Sunday, August 13, 2017

Book Review: Movies are Prayers -- Talking to God at the movies

Image result for movies are prayers josh larsen book cover

ovies are Prayers: How Films Voice Our Deepest Longings; Josh Larsen, IVP Books (2017)

I picked this up as a dear friend told me about it and it intrigued me. I love movies and have connected them with my faith for over a decade. I have seen them as ways we can experience transcendance as we engage with movies, learning something about ourselves, life, and God, and sometimes even experiencing God Himself.  I had not necessarily thought of them as prayers.

Josh Larsen, cohost of the podcast *Filmspotting*, says “that movies, at their most potent, are not diversions or products or even works of art, but prayerful gestures received by God.” He further elaborates: “Movies are our way of telling God what we think about this world and our place in it. . . . Movies can be many things: escapist experiences, historical artifacts, business ventures, and artistic expressions, to name a few. I'd like to suggest that they can also be prayer.”

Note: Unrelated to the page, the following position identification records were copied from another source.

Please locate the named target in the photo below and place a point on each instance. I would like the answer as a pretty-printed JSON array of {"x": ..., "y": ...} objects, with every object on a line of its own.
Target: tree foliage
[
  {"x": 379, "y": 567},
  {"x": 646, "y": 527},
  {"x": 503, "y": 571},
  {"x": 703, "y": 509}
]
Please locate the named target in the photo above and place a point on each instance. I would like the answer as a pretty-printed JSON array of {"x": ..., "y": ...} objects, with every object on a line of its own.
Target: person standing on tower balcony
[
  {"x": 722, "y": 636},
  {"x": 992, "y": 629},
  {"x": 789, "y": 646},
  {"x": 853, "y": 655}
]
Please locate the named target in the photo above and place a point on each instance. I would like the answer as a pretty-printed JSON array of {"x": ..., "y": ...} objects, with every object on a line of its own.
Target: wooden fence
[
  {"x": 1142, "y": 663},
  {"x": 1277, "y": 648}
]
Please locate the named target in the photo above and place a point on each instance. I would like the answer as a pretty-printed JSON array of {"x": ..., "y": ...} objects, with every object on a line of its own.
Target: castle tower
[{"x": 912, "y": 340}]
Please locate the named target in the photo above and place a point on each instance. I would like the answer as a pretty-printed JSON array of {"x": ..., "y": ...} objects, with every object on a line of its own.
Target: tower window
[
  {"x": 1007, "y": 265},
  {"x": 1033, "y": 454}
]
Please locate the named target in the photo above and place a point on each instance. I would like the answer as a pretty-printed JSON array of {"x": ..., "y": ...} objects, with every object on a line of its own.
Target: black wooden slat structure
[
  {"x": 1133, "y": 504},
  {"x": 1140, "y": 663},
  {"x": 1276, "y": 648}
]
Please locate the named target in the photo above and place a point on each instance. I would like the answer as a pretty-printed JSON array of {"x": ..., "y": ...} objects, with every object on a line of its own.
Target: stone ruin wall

He divides the book into 10 types of prayer, each forming a chapter of the book:

1) Prayers of praise
2) Prayers of yearning
3) Prayers of lament
4) Prayers of anger
5) Prayers of confession
6) Prayers of reconciliation
7) Prayers of obedience
8) Payers of meditation
9) Prayers of joy
10) Prayer as journey

He uses various movies, from Buster Keaton silent film, to the most recent Star Wars movie, The Force Awakens, as well as books and scripture to illustrate his points. For the most part, just a scene or two from a film is used.

This book is a quick read and does communicate the writer’s thesis well. I have two main criticisms. First, it is short at just over 200 pages, with a good 25% devoted to notes. I had expected more. Second, I anticipated more in-depth analysis of some films. Larsen does that at the very end, as he takes the concept of prayer as journey and looks at one film. He does with Rushmore, exploring how it moves through the various stages in progression. That was what I wanted more of.

All in all, I would recommend this book. I’d give it 3.5 if I could.